Spider-Man: The New Animated Series, also known as Spider-Man and MTV Spider-Man, is the fifth animated series to feature the character of Spider-Man following the 1967 series Spider-Man, 1981's Spider-Man, Spider-Man and His Amazing Friends, 1994's Spider-Man, and Spider-Man Unlimited. The series aired on MTV from July 11th, 2003 to September 12th, 2003.

The show was inspired by the Ultimate Spider-Man comic line. Though, after the success of the first Spider-Man film, the show was reworked to follow that continuity. Subsequent series The Spectacular Spider-Man and Ultimate Spider-Man would become progressively more influenced by the Ultimate line.

The word "New" was added to the title to differentiate itself from Spider-Man, which is commonly called Spider-Man: The Animated Series.

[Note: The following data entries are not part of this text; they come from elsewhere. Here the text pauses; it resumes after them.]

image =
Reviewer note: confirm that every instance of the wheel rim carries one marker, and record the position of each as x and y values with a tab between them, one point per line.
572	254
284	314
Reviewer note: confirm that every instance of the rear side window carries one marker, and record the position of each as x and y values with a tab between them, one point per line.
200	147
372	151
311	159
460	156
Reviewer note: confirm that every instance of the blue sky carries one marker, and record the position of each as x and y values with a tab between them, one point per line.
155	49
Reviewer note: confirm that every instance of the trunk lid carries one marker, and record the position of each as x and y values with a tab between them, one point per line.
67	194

The story follows the death of Norman Osborn. Peter Parker, Mary Jane Watson, and Harry Osborn attend Empire State University. Peter and Mary Jane try to establish a relationship together though without success. At first it is because of Peter's superhero duties, but later it is because Peter begins dating Indira Daimonji. Meanwhile Harry craves revenge on Spider-Man, whom he blames for the death of his father. Peter faces the usual assortment of villains such as Lizard, Kraven the Hunter, and Electro while trying to maintain a job and his studies. However, he faces two psychic twins that ruin everything in the wallcrawler's life, causing Peter to give up being Spider-Man and try to live a normal life.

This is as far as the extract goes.